Le opere esposte al Palazzo della Ragione fino all´11 novembre sono 150 e tutte trattano il tema dell´omoerotismo dalla seconda metà dell´Ottocento fino ai giorni nostri. Solo tre hanno acceso la polemica. La prima è una scultura del Papa con i capelli fermati da una molletta rosa. La seconda un´opera che rievoca l´incontro fra Silvio Sircana, portavoce del Consiglio dei ministri, e un trans con le fattezze di Cristo. La terza una foto di un giovanotto dotato di attributi femminili.

Immediata la reazione della comunità omosessuale. Aurelio Mancuso, presidente nazionale dell´Arcigay, non accetta la decisione: «Ci sono opere molto più forti di queste, esposte in musei d´arte moderna e a mostre internazionali, e nessuno le vieta ai minori. Stiamo tornando all´epoca dei mutandoni al Giudizio universale, una restaurazione che dovrebbe preoccupare un critico eccellente come Sgarbi. La censura nei nostri confronti diventa sempre più pesante, questo Paese deve decidere se sta in Europa o con i talebani».

C´è chi obietta che certe provocazioni sono gratuite e puntano a un successo di scandalo, nel quale non conta l´opera con il suo contenuto ma la polemica che la circonda.
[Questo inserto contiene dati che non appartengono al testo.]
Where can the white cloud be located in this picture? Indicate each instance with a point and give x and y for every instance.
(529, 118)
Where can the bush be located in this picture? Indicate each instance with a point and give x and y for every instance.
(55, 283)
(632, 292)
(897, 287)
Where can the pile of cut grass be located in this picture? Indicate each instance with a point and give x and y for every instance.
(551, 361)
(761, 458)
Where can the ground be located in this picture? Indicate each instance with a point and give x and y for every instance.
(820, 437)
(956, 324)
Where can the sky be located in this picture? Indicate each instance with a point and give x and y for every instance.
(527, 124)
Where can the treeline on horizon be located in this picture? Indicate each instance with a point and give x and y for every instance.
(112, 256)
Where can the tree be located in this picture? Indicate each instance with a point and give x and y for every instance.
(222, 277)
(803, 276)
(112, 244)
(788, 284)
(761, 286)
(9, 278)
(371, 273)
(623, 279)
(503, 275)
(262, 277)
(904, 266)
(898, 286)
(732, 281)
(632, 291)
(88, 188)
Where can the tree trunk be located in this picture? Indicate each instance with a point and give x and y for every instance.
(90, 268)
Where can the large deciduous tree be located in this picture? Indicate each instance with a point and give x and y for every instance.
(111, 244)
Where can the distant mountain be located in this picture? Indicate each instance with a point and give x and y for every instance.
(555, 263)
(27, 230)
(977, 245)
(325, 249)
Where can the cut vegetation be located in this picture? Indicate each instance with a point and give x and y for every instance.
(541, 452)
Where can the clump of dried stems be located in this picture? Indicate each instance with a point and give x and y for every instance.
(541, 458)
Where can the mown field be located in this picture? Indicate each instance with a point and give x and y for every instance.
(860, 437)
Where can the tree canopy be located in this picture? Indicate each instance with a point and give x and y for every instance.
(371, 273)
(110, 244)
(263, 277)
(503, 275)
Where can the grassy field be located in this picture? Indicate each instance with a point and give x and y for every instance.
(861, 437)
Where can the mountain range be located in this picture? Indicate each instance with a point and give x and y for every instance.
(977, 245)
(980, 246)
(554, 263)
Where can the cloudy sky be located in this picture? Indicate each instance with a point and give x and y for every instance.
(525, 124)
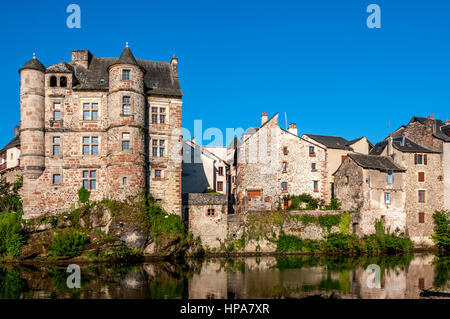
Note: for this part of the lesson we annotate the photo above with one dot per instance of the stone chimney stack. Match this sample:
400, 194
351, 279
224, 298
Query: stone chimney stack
174, 65
81, 58
390, 151
263, 118
293, 129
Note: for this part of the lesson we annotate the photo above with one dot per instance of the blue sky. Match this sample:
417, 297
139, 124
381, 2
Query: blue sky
315, 60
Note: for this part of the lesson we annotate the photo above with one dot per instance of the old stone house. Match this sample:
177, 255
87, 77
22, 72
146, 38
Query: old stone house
373, 187
273, 162
423, 183
10, 158
337, 149
433, 134
111, 125
204, 168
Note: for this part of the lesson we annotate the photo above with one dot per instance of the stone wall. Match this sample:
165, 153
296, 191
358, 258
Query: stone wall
260, 172
433, 186
212, 229
118, 172
363, 190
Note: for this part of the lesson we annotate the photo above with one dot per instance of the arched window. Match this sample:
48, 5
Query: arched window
53, 83
63, 82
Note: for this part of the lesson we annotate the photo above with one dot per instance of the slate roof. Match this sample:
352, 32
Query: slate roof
403, 144
13, 143
381, 163
335, 142
127, 57
33, 64
440, 128
61, 67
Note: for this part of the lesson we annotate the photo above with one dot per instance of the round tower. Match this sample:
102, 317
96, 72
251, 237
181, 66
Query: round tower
32, 111
126, 127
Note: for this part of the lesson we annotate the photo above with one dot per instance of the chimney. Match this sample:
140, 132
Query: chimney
293, 129
16, 130
173, 65
263, 118
389, 149
81, 58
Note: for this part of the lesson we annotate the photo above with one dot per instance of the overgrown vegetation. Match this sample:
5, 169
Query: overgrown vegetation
11, 236
441, 236
68, 243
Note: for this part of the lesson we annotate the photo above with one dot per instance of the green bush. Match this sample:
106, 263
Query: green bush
83, 195
68, 243
441, 236
308, 219
335, 204
10, 234
160, 222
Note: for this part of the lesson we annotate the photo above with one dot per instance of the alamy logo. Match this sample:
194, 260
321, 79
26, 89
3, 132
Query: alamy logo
374, 277
74, 19
374, 20
74, 279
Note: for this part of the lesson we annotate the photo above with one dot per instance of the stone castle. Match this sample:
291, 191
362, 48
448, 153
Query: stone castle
111, 125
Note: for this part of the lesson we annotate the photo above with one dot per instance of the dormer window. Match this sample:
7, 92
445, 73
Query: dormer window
125, 75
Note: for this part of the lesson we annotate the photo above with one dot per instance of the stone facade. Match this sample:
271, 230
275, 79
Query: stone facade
273, 163
206, 216
363, 190
110, 125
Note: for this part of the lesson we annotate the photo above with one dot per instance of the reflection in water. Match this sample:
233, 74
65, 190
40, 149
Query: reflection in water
400, 276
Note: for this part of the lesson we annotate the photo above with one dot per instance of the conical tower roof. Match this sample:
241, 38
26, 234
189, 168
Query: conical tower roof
33, 64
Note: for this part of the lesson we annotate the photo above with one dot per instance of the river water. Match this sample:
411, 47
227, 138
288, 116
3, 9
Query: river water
399, 276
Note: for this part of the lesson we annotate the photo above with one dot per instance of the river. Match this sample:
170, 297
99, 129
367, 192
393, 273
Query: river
398, 276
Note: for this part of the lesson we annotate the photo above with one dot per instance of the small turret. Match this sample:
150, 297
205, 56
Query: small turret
32, 111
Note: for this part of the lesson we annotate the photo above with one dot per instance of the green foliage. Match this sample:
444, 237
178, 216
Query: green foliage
288, 243
68, 243
308, 219
328, 221
159, 222
11, 237
344, 224
11, 285
10, 200
441, 236
83, 195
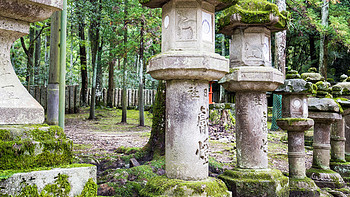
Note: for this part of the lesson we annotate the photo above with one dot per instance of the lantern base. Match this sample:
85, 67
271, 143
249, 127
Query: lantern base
325, 178
249, 182
163, 186
305, 187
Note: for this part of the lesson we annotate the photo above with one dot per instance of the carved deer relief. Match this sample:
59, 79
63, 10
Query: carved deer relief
186, 26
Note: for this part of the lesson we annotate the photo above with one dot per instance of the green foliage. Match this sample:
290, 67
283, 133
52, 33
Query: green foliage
38, 147
60, 188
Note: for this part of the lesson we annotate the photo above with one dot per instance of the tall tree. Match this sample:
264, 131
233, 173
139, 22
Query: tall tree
94, 32
53, 86
141, 96
324, 40
125, 61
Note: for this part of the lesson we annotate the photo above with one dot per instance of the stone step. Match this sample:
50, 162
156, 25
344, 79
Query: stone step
71, 181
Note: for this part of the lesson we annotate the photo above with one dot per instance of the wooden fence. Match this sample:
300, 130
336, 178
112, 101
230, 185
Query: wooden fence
73, 97
131, 94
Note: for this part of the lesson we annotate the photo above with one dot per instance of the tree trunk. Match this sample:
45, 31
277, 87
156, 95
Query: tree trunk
30, 54
83, 65
141, 97
111, 85
37, 57
124, 101
323, 45
94, 36
156, 144
53, 86
313, 50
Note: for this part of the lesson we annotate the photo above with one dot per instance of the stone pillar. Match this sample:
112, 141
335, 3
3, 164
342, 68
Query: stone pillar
17, 106
187, 62
251, 128
186, 140
338, 141
295, 121
324, 112
251, 77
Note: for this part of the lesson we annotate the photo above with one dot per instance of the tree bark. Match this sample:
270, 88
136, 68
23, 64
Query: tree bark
111, 85
124, 101
94, 36
37, 58
323, 43
53, 86
141, 97
83, 65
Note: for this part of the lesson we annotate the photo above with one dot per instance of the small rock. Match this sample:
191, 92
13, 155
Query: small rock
134, 162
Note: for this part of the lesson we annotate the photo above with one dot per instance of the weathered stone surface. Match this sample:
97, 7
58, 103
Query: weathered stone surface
250, 47
187, 139
260, 79
305, 187
16, 105
312, 77
325, 178
249, 13
251, 130
256, 183
78, 177
294, 86
219, 4
188, 65
323, 104
162, 186
295, 124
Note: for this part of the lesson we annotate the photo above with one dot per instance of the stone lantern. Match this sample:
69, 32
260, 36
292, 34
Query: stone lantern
295, 121
345, 93
17, 106
324, 112
250, 24
187, 62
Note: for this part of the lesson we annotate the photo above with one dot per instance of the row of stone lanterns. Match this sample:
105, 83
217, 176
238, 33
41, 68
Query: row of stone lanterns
188, 62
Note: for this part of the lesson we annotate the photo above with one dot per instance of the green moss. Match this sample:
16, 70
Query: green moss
163, 186
254, 12
5, 174
256, 182
34, 147
60, 188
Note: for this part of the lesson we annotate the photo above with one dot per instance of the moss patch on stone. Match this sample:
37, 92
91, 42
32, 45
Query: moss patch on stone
60, 188
256, 182
163, 186
254, 12
34, 147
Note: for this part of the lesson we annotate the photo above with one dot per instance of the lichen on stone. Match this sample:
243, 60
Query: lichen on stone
253, 12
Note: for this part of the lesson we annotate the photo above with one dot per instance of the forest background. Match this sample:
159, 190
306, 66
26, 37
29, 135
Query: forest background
117, 37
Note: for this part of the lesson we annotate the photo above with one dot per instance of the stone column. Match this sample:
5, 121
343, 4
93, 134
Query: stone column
324, 112
17, 106
187, 141
338, 141
187, 62
295, 121
251, 128
251, 77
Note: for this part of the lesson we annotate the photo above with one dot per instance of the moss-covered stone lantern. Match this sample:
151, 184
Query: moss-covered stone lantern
187, 62
17, 106
324, 112
295, 121
250, 24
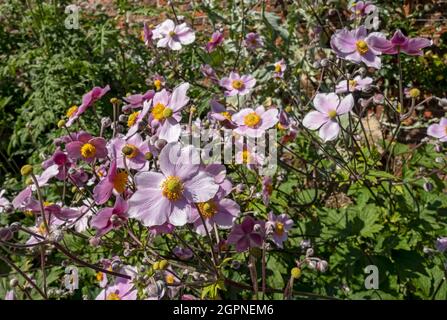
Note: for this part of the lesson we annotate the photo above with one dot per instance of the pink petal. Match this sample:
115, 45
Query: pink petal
314, 120
329, 131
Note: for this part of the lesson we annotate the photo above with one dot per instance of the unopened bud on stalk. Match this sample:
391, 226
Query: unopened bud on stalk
122, 118
94, 241
127, 150
61, 123
163, 264
310, 252
6, 234
295, 273
148, 156
26, 170
428, 186
160, 144
13, 283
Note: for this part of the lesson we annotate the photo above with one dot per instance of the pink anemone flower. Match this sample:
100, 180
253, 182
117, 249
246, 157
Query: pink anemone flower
215, 40
134, 147
329, 107
357, 46
86, 147
166, 112
401, 43
249, 234
254, 122
438, 130
103, 221
168, 196
235, 84
114, 181
172, 36
278, 227
88, 99
356, 84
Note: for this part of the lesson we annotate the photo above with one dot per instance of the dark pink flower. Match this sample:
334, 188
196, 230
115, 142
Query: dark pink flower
87, 147
248, 234
110, 218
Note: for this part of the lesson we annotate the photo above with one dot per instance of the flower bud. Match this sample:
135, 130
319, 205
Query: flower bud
235, 264
160, 144
13, 282
61, 123
6, 234
15, 226
148, 156
163, 264
295, 273
428, 186
122, 118
94, 241
127, 150
106, 122
322, 266
26, 170
310, 252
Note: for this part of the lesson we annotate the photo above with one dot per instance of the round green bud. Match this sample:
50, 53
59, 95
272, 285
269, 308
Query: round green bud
148, 156
26, 170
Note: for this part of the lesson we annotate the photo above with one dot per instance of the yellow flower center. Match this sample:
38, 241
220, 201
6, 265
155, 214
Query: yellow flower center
172, 188
158, 111
132, 151
226, 114
279, 228
207, 209
277, 68
237, 84
113, 296
362, 47
252, 120
157, 84
120, 181
132, 118
352, 83
414, 93
88, 150
170, 279
245, 156
42, 230
332, 114
99, 276
71, 111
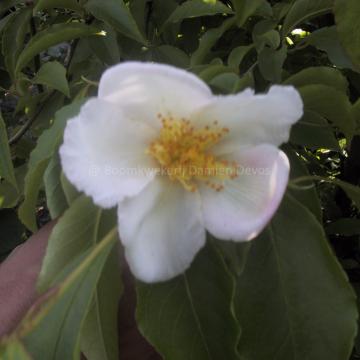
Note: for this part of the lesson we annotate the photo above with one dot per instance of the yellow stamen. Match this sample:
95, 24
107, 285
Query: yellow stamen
183, 153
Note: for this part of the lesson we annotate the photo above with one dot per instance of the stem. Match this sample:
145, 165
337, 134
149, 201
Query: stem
37, 61
13, 140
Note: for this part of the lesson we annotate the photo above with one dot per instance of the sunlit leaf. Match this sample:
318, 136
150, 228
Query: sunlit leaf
289, 289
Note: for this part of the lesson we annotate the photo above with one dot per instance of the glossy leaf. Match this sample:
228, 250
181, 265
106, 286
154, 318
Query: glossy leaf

L´arte contemporanea conosce bene le regole della comunicazione e del marketing. «Capisco il dubbio - risponde Mancuso - ma Sgarbi è bravo e mi fido di lui, se ritiene che i lavori siano validi. E poi il messaggio c´è».

Il taglio politico della mostra, Sgarbi non lo nega affatto. Anzi. La definisce «una biennale dell´omosessualità, perché rappresenta la condizione di orgoglio gay, dando spazio ad artisti che mostrano un´etica omosessuale in modo esibito, con qualche provocazione incontenibile», centrata sull´attualità come i Dico e i cortei del Gay Pride. Non a caso ieri, nel giorno della vernice, il capogruppo dei deputati di An, Ignazio La Russa, è andato in conferenza stampa con l´assessore, correggendo e precisando: «Milano non è chiusa a certe impostazioni ed essere di destra non implica il concetto di omofobia. Pur non condividendo i Dico, sono pronto a lottare contro ogni discriminazione».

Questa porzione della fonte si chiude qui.